SHA-256 is recommended for most uses—it's the industry standard for file verification and software downloads. SHA-512 offers maximum security for sensitive files. Avoid MD5 and SHA-1 for security purposes as they have known vulnerabilities, though SHA-1 is still acceptable for non-security uses like Git commits.

How do I verify a downloaded file is safe?

First, find the official checksum published by the software provider (usually on their download page). Calculate the checksum of your downloaded file using this tool. Compare the two checksums character-by-character—if they match exactly, the file is authentic and uncorrupted. If they don't match, the file may be corrupted or tampered with, so download it again from the official source.

Why does my large file take so long to process?

Calculating checksums requires reading the entire file and performing cryptographic operations on every byte. Large files (>100MB) naturally take longer. This tool uses Web Workers to keep your browser responsive during processing and shows a progress bar. SHA-256 and SHA-512 use hardware acceleration for better performance, while MD5 and SHA-1 are slightly slower as they use JavaScript libraries.

Can two different files have the same checksum?

For SHA-256 and SHA-512, it's computationally infeasible to create two different files with the same checksum (called a collision). These algorithms are collision-resistant. However, MD5 and SHA-1 have known collision vulnerabilities, which is why they're not recommended for security purposes. For practical file verification, SHA-256 and SHA-512 are safe.

Is my file uploaded to a server?

No, all checksum calculations happen entirely in your browser. Your files never leave your device—they're processed locally using the Web Crypto API and Web Workers.
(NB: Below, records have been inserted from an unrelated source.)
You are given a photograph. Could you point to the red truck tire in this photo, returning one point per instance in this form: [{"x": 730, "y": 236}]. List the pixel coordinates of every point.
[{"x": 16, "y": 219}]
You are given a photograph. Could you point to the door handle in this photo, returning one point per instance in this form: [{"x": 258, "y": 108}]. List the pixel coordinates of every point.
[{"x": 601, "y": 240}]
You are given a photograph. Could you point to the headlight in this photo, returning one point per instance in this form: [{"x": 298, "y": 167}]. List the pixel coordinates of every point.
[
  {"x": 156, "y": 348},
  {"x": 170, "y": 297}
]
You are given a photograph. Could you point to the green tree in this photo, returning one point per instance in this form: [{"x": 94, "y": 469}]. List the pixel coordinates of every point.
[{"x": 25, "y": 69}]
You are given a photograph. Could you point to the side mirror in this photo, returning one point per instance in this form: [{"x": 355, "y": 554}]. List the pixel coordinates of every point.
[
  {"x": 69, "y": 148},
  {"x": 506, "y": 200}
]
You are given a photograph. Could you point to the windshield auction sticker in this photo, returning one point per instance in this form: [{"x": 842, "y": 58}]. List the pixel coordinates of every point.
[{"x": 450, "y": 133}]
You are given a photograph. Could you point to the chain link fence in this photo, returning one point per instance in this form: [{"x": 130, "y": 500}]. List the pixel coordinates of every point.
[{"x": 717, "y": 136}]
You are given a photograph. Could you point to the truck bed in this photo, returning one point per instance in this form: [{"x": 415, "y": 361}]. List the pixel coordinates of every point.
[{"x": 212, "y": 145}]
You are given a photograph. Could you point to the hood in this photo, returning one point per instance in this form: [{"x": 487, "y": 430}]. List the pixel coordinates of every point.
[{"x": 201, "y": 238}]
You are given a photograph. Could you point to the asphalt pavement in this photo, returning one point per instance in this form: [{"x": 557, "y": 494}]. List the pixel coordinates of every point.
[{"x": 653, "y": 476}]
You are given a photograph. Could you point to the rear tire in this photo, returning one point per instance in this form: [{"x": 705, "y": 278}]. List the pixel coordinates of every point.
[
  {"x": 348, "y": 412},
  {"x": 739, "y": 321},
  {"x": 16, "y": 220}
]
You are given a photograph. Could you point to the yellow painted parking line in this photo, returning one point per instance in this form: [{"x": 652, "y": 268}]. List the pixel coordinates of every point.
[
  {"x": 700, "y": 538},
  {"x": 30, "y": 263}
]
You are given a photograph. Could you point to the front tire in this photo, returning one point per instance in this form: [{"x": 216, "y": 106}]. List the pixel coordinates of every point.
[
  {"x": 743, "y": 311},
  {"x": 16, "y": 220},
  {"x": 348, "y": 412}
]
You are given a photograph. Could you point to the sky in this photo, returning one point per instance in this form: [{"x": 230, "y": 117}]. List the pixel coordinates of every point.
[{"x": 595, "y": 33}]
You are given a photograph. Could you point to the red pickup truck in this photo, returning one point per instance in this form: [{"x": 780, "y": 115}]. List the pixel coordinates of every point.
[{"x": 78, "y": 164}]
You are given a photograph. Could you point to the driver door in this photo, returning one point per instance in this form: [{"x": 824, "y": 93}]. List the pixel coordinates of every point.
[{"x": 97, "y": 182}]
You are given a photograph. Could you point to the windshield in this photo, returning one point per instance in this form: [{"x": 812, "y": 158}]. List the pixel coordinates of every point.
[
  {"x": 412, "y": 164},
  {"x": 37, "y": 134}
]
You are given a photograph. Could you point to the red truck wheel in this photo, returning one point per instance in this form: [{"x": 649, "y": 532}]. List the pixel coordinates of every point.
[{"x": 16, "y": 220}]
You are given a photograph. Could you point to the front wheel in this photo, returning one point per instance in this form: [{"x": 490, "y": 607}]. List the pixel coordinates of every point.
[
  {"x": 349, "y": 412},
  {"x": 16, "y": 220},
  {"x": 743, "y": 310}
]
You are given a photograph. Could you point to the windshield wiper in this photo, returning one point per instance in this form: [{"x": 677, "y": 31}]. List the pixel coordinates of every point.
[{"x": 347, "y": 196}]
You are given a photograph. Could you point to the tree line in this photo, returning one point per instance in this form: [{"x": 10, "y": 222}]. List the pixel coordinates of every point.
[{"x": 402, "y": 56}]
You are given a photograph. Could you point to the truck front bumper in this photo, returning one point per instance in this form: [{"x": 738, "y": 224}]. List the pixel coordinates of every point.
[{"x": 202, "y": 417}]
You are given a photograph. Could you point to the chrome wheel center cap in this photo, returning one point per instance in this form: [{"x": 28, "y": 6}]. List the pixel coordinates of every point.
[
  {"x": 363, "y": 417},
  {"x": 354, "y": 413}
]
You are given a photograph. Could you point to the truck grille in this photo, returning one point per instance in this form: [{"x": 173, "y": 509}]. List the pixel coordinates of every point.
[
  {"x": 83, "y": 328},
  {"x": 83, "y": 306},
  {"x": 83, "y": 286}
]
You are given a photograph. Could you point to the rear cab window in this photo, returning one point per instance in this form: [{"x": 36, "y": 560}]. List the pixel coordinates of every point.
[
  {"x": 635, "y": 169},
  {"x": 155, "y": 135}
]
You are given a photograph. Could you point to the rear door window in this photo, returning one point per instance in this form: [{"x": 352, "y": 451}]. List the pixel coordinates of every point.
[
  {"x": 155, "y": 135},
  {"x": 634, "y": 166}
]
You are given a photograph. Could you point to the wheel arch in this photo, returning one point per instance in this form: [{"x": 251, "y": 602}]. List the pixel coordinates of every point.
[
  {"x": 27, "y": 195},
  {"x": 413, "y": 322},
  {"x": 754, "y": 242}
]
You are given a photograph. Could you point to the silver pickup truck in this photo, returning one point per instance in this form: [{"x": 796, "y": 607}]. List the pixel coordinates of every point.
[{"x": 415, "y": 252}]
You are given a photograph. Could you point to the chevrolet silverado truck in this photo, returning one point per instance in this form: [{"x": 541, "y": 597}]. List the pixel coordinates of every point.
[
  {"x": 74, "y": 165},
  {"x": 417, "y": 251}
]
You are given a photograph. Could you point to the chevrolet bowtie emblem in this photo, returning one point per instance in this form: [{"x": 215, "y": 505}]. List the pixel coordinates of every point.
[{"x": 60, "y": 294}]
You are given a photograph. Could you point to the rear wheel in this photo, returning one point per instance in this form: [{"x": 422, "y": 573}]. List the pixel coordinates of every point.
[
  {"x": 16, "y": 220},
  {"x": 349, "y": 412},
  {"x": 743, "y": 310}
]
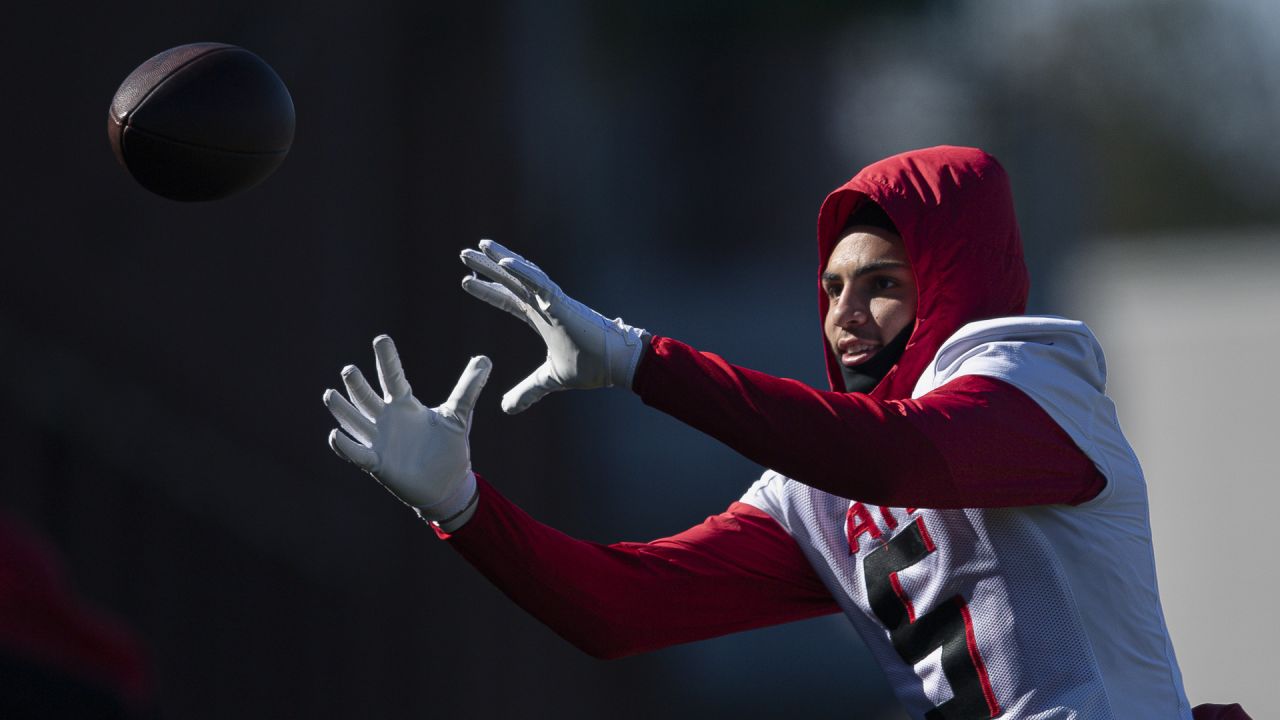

This ensures complete privacy and security, even for sensitive or confidential files.

What's the difference between MD5, SHA-1, and SHA-256?

MD5 (128-bit) is the fastest but cryptographically broken—only use for quick file comparison. SHA-1 (160-bit) is faster than SHA-256 but has known vulnerabilities—acceptable for Git but not security. SHA-256 (256-bit) is the current standard, offering strong security and good performance. SHA-512 (512-bit) provides maximum security with longer hashes. For any security-critical use, choose SHA-256 or SHA-512.